On second thought, a little backstory might be helpful. Mason was born in Worcester, Massachusetts. When he was seven, his divorced mother moved with him to Israel. He grew up there and served in what he described as a special commando unit of the Israeli military where, he claimed, he was trained to be an assassin. When his military service was over he moved back to the US to attend Dartmouth.
Mason had a temper on him. At Dartmouth he was once arrested after some kind of eruption at a gym, but other than some psychological testing, nothing came of it. Oh, and he was arrested again the year he graduated, for threatening to kill his girlfriend after kicking his way into her house. Again, no prison time.
Okay, enough backstory. Now the stupid part… but, come to think of it, the stupid part overlaps with those anger explosions. We next see him as a medical student. A medical student with a pathological case of road rage. A twenty-eight-year-old Russian immigrant named Eugene Yazgur had the bad fortune to park his van in such a way that it blocked the forward progress of Mason’s car. Yazgur said he’d move the van in a few minutes, but that wasn’t fast enough for Mason, who thought he’d speed things along by slashing Yazgur’s face, quite badly, with a blade.
Mason was found guilty of assault, and because he appeared to be a nice, normal, white med student, was given probation rather than jail time. But this is America, so Yazgur sued for damages. He won, and on March 1, 2001, Mason was ordered to pay him $118,000 over the next twenty years. “You’ll never see a penny,” Mason reportedly hissed at Yazgur in the courtroom, which you’d think would be cause for a bailiff or a prosecutor or the judge to step forward and—admittedly, this is speculative; we’re not lawyers—fucking tase his ass, or something.
But no.

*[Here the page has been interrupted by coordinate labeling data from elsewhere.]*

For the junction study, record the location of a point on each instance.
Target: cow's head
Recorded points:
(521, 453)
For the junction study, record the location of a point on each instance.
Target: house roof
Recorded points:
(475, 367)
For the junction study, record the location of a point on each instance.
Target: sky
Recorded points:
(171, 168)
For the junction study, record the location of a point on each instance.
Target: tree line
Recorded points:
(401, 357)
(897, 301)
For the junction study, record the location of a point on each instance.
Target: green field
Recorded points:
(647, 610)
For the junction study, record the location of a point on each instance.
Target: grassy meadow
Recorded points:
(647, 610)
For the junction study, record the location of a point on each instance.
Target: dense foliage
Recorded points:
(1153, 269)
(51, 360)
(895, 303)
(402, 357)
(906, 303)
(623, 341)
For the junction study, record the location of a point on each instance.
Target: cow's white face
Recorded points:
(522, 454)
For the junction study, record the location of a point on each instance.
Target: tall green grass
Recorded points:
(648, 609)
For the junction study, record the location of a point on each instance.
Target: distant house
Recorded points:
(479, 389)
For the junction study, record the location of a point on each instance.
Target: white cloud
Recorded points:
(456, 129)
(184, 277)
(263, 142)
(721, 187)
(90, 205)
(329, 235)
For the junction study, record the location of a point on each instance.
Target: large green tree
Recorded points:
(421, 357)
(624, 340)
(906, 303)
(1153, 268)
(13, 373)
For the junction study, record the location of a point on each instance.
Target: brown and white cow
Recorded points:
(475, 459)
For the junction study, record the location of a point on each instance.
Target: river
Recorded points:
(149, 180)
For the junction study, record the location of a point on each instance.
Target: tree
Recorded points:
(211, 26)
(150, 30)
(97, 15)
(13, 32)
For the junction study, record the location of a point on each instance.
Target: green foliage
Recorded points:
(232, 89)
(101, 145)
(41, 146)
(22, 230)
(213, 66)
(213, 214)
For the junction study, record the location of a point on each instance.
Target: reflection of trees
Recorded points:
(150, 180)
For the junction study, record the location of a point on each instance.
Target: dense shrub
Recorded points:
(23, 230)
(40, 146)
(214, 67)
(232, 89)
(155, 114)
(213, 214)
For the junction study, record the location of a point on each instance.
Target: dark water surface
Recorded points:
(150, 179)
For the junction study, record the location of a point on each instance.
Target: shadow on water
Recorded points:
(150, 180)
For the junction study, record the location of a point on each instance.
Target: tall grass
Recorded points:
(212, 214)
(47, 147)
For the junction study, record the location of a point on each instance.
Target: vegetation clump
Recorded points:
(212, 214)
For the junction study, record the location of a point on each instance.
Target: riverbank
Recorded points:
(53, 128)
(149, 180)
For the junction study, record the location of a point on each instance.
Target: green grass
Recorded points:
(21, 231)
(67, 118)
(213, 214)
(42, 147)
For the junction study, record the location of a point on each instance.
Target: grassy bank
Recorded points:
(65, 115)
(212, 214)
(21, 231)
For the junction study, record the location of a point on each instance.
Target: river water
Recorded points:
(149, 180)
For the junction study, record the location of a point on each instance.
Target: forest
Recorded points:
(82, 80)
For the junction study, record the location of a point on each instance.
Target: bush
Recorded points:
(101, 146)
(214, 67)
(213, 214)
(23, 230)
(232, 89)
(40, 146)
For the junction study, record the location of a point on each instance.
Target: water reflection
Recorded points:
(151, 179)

Here’s what did happen. At 1:30 the next morning Daniel Mason repeated the “he’ll never see a penny of it” trope to his roommate, J. D. Smith, adding, informatively, “I’ll kill him first.” Later, appropriately wearing a black hat, Mason drove over to where Yazgur lived with his Great Dane, Samson, and a roommate, twenty-five-year-old Michael Lenz. Somehow—we assume it was easy for a former commando—he slipped into their apartment. Of course he had a gun or two. First he shot Lenz several times, killing him. Then he found Yazgur’s bedroom and shot him in the face. Apparently Mason wasn’t such a great assassin, though. Yazgur, not dead, tried to flee. Mason kept shooting, hitting him in the chest and both legs before he felt his work was done. On the way out he shot and killed Yazgur’s dog. He then drove to Boston Medical Center to start his rotation at 7:00 a.m.
Yazgur, shot as many as eight times, was a mess after seventeen surgeries, but he survived. Despite his difficulty talking—a bullet had mangled his tongue and destroyed several teeth—he testified for two days at Mason’s trial.

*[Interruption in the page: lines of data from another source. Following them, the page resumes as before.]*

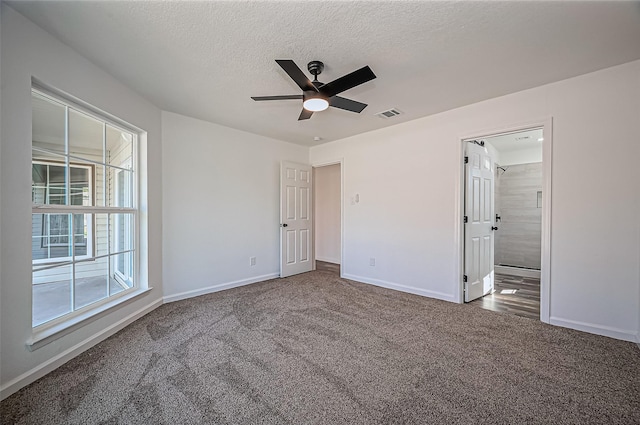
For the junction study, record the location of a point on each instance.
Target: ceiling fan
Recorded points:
(317, 96)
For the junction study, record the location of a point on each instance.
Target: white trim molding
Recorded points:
(623, 334)
(402, 288)
(219, 287)
(53, 363)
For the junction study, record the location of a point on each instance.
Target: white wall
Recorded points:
(221, 205)
(26, 52)
(408, 177)
(523, 156)
(327, 185)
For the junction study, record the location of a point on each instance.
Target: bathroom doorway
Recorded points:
(517, 217)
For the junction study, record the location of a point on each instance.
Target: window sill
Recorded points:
(48, 334)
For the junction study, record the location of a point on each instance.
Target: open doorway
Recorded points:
(517, 225)
(327, 221)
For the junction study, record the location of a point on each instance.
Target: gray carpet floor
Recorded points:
(317, 349)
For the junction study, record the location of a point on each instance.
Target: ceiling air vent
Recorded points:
(388, 113)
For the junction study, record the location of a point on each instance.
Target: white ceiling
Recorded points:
(205, 59)
(517, 141)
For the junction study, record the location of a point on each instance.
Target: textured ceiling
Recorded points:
(205, 59)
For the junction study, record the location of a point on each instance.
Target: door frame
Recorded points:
(315, 165)
(546, 124)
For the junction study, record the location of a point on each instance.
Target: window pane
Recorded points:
(91, 283)
(48, 123)
(85, 136)
(122, 188)
(122, 245)
(82, 228)
(51, 292)
(119, 147)
(79, 186)
(50, 236)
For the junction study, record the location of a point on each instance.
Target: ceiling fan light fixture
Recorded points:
(315, 104)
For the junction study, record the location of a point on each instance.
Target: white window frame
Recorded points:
(90, 226)
(125, 277)
(54, 326)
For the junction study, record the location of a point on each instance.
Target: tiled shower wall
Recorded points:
(518, 239)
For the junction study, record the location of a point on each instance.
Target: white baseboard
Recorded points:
(328, 260)
(219, 287)
(623, 334)
(517, 271)
(53, 363)
(402, 288)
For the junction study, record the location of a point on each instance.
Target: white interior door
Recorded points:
(295, 219)
(479, 222)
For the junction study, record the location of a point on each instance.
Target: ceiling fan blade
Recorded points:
(285, 97)
(305, 115)
(347, 104)
(296, 74)
(348, 81)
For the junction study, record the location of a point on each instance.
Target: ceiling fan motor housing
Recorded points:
(315, 68)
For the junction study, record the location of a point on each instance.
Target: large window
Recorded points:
(84, 216)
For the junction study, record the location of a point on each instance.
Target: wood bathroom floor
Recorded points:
(524, 302)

Daniel Mason, Dartmouth ’93, was sentenced to life without parole for the first-degree murder of Michael Lenz, plus a second life sentence for home invasion, plus a concurrent nineteen-to-twenty-year sentence for the attempted murder of Eugene Yazgur.
Alas, prison’s gain was medicine’s loss: when he committed his crimes, Mason was two months away from receiving his medical degree from BU.